---
title: Retry telemetry fields
summary: The minimum fields to log so retries are debuggable.
---

# Retry telemetry fields

Retries without telemetry look like “random flakiness”. Retries with telemetry let you answer: what failed, how often, and what did our system do about it?
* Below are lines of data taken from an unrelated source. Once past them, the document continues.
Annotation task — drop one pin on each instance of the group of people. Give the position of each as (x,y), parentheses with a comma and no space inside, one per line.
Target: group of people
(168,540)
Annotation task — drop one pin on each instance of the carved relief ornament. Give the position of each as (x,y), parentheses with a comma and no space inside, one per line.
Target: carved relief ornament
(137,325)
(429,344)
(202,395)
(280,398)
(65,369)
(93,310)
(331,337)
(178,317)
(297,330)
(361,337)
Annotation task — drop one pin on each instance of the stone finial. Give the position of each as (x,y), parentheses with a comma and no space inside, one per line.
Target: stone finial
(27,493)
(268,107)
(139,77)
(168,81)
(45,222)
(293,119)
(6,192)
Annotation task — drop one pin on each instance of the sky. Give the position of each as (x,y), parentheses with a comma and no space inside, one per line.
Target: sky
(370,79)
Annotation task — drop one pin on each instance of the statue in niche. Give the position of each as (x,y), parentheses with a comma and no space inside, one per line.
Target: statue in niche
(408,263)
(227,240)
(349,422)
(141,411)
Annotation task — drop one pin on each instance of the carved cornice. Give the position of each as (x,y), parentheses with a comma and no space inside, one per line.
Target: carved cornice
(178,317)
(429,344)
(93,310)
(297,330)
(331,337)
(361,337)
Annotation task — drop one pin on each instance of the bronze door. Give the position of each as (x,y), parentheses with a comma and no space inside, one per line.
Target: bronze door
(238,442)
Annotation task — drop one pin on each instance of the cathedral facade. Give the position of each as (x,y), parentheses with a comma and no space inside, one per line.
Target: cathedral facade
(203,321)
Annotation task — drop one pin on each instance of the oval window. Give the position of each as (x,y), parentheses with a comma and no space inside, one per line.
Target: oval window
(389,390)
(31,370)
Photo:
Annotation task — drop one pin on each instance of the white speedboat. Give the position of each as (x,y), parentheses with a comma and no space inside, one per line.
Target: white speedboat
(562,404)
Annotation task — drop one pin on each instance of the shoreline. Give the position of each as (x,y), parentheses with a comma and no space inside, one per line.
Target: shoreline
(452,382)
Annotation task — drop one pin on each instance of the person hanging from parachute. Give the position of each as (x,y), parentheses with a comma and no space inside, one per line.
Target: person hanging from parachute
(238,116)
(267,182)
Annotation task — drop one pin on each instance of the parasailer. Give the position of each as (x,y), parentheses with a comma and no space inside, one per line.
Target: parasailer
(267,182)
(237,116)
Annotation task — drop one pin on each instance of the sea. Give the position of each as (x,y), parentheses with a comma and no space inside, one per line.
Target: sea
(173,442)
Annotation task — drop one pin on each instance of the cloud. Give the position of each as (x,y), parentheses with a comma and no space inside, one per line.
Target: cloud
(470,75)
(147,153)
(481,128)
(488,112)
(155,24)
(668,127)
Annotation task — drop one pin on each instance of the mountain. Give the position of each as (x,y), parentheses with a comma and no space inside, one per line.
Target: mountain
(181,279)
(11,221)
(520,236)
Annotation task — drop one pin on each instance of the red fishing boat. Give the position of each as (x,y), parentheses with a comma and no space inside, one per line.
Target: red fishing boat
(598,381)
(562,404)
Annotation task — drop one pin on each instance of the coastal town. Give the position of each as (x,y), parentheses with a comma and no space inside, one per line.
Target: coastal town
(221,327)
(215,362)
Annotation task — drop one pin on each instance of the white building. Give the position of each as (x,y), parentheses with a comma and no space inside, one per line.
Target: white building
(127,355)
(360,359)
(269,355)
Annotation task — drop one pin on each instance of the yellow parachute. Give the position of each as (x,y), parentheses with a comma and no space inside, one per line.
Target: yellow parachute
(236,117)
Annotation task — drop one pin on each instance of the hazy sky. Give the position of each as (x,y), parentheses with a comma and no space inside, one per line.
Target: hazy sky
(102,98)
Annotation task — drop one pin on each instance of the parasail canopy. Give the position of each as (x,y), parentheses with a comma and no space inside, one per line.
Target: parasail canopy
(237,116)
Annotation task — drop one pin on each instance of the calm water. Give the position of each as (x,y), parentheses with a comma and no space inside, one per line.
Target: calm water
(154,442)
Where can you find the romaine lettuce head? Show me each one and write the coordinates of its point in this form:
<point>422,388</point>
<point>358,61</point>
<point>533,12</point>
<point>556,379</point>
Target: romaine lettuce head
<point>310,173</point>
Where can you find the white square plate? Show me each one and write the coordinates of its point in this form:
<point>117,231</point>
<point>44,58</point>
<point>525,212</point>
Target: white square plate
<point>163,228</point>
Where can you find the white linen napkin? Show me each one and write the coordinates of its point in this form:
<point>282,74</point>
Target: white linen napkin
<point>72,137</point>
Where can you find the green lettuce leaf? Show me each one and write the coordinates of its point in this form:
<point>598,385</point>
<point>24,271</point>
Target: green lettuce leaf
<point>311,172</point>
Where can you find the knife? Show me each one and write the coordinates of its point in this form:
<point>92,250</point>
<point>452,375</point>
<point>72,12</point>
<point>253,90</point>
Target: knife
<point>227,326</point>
## Minimum fields per attempt

Log these on every attempt (including the first attempt):

- `operation`: stable name (e.g., `payments.charge`, `email.send`, `exchange.order.place`)
- `target`: host/service identifier (e.g., `api.vendor.com`)
- `request_id`: end-to-end trace id
- `attempt`: 1-based attempt number
- `max_attempts`: configured cap
- `timeout_ms`: timeout for this attempt
- `duration_ms`: actual duration
- `result`: `success` | `retry` | `fail` | `stop`

## Error classification

You need a stable classifier so you can make policy decisions:

- `error_kind`: `timeout` | `rate_limit` | `network` | `auth` | `validation` | `server_error` | `unknown`
- `http_status`: if HTTP
- `provider_error_code`: if present
- `retry_after_ms`: parsed from headers if present

## Backoff decision

- `backoff_ms`: planned delay before next attempt
- `jitter_ms`: jitter component (or include it in `backoff_ms` and log `jitter_strategy`)
- `jitter_strategy`: `full` | `equal` | `decorrelated`

## Guardrails

- `retry_budget_remaining`: if you enforce a global budget
- `circuit_state`: `closed` | `open` | `half_open`
- `concurrency_inflight`: current inflight count

## A simple log line example

Example shape (pseudo-JSON):

{
  "operation": "exchange.order.place",
  "target": "api.exchange.com",
  "request_id": "...",
  "attempt": 2,
  "max_attempts": 3,
  "timeout_ms": 10000,
  "duration_ms": 812,
  "error_kind": "rate_limit",
  "http_status": 429,
  "retry_after_ms": 1500,
  "backoff_ms": 2400,
  "jitter_strategy": "full",
  "result": "retry"
}

You don’t need this exact schema. You do need consistent fields.